O brilho interno: por que viver com coerência incomoda.
- Ana Miguel

- 17 de dez. de 2025
- 3 min de leitura

“O privilégio de uma vida inteira é tornar-se quem você realmente é.”Carl Gustav Jung
Existe um tipo de brilho que não vem da aparência, do desempenho ou do reconhecimento externo. Ele nasce da coerência interna e a ciência já consegue explicar por quê.
A neurociência mostra que o cérebro humano busca, de forma contínua, alinhamento entre valores, emoções e comportamento. Quando pensamos uma coisa, sentimos outra e agimos de forma diferente, o organismo entra em estado de tensão. Esse desalinhamento ativa respostas de estresse, eleva o cortisol e cria um ruído interno persistente que, com o tempo, se manifesta como cansaço emocional, ansiedade e sensação de vazio.

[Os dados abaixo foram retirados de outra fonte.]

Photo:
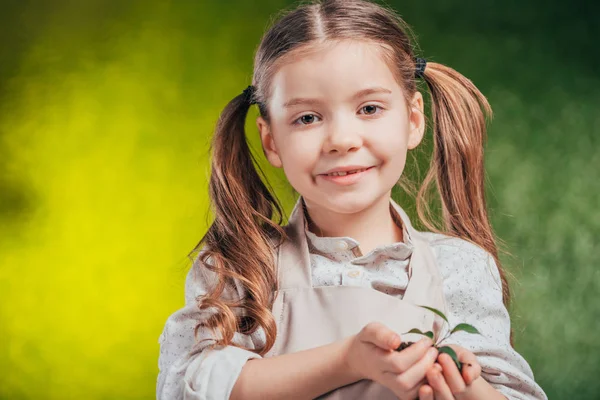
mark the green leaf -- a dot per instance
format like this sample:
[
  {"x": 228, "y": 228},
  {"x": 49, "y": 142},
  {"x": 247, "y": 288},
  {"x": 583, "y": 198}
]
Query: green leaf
[
  {"x": 448, "y": 350},
  {"x": 438, "y": 312},
  {"x": 465, "y": 328},
  {"x": 429, "y": 334}
]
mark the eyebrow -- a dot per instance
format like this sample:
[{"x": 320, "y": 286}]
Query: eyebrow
[{"x": 361, "y": 93}]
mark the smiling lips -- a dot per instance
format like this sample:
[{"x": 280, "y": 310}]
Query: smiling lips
[{"x": 346, "y": 175}]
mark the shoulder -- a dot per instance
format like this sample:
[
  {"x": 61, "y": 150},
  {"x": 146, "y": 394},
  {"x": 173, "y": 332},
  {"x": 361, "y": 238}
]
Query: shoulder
[{"x": 461, "y": 259}]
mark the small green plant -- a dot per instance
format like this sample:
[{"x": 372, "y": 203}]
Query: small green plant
[{"x": 437, "y": 341}]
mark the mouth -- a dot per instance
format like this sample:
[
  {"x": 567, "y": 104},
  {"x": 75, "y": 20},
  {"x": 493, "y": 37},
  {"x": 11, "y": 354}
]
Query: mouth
[
  {"x": 344, "y": 173},
  {"x": 348, "y": 177}
]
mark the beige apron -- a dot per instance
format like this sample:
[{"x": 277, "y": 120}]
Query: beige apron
[{"x": 309, "y": 317}]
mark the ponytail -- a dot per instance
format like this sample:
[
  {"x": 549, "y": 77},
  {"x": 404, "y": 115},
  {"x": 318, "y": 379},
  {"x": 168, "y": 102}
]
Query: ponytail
[
  {"x": 457, "y": 166},
  {"x": 238, "y": 244}
]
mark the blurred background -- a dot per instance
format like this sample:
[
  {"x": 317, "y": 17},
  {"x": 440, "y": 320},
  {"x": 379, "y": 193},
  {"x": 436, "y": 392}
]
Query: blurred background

Por outro lado, quando há coerência, quando aquilo que acreditamos, sentimos e fazemos caminha junto, o cérebro entra em um estado de maior integração. Ao buscar estudos, notei que por causa disso, há redução dos marcadores de estresse e aumento da liberação de neurotransmissores associados ao bem-estar, como dopamina e serotonina. O corpo relaxa, há uma desaceleração da mente e, naturalmente a presença se fortalece. É aí que o brilho aparece, mas não como espetáculo, mas sim como processo de estabilização do humano.

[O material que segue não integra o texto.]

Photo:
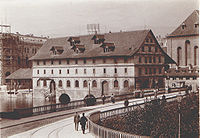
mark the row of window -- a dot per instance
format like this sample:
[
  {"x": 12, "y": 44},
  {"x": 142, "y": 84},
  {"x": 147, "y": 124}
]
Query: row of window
[
  {"x": 85, "y": 83},
  {"x": 150, "y": 49},
  {"x": 84, "y": 61},
  {"x": 150, "y": 71},
  {"x": 85, "y": 71},
  {"x": 149, "y": 59}
]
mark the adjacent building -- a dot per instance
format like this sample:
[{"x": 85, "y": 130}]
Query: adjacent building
[
  {"x": 101, "y": 63},
  {"x": 15, "y": 50},
  {"x": 183, "y": 47}
]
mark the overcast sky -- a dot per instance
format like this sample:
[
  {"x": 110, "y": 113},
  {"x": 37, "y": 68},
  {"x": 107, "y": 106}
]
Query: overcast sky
[{"x": 57, "y": 18}]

“Quem olha para fora sonha; quem olha para dentro desperta.”
Carl Gustav Jung
Na psicologia, esse estado é chamado de autenticidade: viver de acordo com o próprio sistema interno de valores. Pessoas autênticas não são necessariamente mais expansivas ou carismáticas, mas são percebidas como mais confiáveis, seguras e consistentes. O cérebro humano reconhece coerência antes mesmo das palavras.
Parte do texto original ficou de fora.